British Aggregates Association

contre

Commission des Communautés européennes

«Pourvoi — Aide d'État — Taxe environnementale sur les granulats au Royaume-Uni»

Conclusions de l'avocat général M. P. Mengozzi, présentées le 17 juillet 2008   I - 10521

Arrêt de la Cour (troisième chambre) du 22 décembre 2008   I - 10555

Sommaire de l'arrêt

  1. Recours en annulation – Personnes physiques ou morales – Actes les concernant directement et individuellement

    (Art. 88, § 2 et 3, CE et 230, al. 4, CE)
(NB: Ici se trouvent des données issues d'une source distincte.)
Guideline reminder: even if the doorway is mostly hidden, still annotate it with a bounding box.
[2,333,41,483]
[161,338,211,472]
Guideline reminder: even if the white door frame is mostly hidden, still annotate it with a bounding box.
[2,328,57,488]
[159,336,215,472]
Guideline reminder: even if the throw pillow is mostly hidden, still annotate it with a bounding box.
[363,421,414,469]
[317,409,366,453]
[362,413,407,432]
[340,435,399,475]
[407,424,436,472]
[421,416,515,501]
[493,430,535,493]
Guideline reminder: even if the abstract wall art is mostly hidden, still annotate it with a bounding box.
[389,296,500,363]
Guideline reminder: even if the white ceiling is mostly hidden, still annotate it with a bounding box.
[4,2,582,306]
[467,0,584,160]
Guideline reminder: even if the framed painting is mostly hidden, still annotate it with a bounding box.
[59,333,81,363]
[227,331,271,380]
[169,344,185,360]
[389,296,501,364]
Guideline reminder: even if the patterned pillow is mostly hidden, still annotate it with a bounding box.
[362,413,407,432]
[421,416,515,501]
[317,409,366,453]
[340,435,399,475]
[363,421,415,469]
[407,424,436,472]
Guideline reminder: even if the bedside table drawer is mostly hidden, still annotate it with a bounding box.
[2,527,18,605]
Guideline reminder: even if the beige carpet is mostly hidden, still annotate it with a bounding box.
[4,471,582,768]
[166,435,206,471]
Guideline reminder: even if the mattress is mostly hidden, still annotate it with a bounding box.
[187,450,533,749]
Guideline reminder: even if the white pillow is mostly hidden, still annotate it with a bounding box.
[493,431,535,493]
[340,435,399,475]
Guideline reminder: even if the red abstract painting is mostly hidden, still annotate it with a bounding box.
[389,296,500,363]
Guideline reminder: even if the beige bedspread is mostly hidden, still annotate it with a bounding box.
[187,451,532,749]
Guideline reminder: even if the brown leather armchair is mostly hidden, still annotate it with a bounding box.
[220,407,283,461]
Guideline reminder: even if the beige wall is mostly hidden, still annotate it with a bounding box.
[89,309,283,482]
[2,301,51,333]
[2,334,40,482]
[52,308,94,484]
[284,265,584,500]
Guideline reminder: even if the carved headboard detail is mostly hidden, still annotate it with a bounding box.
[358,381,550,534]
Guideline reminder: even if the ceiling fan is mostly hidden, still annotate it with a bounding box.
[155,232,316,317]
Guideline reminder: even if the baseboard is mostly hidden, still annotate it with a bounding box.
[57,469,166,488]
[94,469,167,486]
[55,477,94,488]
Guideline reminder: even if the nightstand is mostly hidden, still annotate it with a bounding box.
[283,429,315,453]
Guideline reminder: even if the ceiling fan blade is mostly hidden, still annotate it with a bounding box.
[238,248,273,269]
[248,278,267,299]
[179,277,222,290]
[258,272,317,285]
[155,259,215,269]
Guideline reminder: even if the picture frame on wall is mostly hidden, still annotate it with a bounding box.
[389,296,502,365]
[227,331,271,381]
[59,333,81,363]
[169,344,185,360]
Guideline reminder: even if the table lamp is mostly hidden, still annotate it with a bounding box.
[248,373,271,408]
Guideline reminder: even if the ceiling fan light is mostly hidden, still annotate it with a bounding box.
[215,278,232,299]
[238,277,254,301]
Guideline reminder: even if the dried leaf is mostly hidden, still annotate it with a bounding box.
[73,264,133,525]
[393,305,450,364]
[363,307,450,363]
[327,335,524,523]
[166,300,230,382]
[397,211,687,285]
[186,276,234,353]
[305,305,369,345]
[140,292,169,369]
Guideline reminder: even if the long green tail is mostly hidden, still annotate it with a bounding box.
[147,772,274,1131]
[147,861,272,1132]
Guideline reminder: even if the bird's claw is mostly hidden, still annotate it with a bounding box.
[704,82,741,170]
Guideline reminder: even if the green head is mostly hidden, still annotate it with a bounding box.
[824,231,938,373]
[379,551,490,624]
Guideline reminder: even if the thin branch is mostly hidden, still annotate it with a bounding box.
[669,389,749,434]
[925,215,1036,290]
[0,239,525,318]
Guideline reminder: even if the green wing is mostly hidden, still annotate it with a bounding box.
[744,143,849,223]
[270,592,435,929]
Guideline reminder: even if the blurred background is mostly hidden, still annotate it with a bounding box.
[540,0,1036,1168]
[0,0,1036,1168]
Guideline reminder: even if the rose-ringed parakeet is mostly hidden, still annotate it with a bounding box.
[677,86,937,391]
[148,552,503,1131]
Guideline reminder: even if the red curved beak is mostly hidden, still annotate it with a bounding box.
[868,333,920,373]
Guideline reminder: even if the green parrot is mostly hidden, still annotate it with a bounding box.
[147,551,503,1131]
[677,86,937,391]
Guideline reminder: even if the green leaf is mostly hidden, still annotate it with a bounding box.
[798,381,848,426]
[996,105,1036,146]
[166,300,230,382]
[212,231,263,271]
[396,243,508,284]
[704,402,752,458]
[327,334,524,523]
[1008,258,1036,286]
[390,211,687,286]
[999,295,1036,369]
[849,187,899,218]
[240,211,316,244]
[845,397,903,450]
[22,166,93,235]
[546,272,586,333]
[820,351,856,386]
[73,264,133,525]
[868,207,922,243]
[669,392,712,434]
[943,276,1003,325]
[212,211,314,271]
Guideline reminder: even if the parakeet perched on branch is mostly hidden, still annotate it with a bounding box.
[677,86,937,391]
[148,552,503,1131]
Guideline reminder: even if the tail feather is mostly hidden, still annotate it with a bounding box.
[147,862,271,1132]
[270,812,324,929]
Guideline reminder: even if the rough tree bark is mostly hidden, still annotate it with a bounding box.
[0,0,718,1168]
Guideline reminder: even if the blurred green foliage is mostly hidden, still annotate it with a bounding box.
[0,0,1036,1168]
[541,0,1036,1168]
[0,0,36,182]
  2. Recours en annulation – Personnes physiques ou morales – Actes les concernant directement et individuellement

    (Art. 88, CE et 230, al. 4, CE)

  3. Aides accordées par les États – Notion – Caractère sélectif de la mesure – Écotaxe grevant la commercialisation des granulats

    (Art. 87, § 1, CE)

  4. Aides accordées par les États – Notion – Caractère juridique – Interprétation sur la base d'éléments objectifs – Contrôle juridictionnel

    (Art. 87, § 1, CE)

  5. Pourvoi – Moyens – Simple répétition des moyens et arguments présentés devant le Tribunal – Irrecevabilité – Contestation de l'interprétation ou de l'application du droit communautaire faite par le Tribunal – Recevabilité

    [Art. 225 CE; statut de la Cour de justice, art. 58, al. 1; règlement de procédure de la Cour, art. 112, § 1, c)]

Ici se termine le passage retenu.